The announcement was made after Mr Kerry met King Salman and other top Saudi officials in Riyadh. Mr Kerry praised the king for seeking a peaceful resolution to Yemen's war and for inviting "all relevant parties" to an upcoming peace conference in Saudi Arabia.

Mr Kerry said the ceasefire would mean "no bombing, no shooting" and no repositioning of forces.

But he and Mr al-Jubeir insisted the feasibility of the plan depended on the Houthis and the Iranians agreeing to it and not trying to exploit the lull in fighting. They said they would provide an update tomorrow in Paris, where they will gather with the foreign ministers of other Arab countries.

The ceasefire pledge comes as the rebels and supporters of former Yemeni president Ali Abdullah Saleh consolidate their hold over parts of the southern port city of Aden. The rebels captured the area's presidential palace, officials said, in another sign of their resilience in the face of Saudi-led air strikes.
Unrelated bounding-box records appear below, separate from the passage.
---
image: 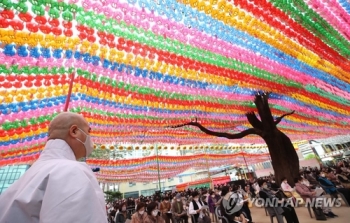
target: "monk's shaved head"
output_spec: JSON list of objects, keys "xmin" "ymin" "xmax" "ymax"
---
[{"xmin": 49, "ymin": 112, "xmax": 86, "ymax": 140}]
Yemen had long suffered from desperate poverty, political dysfunction and al Qaida's most lethal branch. It became more unstable in recent months as the Houthis, who are Shia, seized much of the country and chased Yemen's internationally recognised president into exile. That prompted the Saudis and other Gulf Arab states to intervene. The Saudis have also been backing pro-government forces on the ground trying to fight back against the Houthis.

Mr Kerry met earlier in the Saudi capital with Yemen's exiled president, Abed Rabbo Mansour Hadi, and his vice president and foreign minister.

"Hopefully we'll see you in Sanaa soon," Mr Hadi told the top American diplomat. Sanaa, Yemen's capital, is controlled by the Houthis.

"Ah," Mr Kerry replied, "there's some work to do."

More strikes by the Saudi-led coalition throughout the country killed dozens of rebels, according to security officials. But the mission has shown no sign of achieving its ultimate objectives or pushing the Houthis out of population centres and restoring Mr Hadi's government.

The UN said at least 646 civilians have been killed since the start of the bombing campaign on March 26. Some 300,000 have been uprooted from their homes.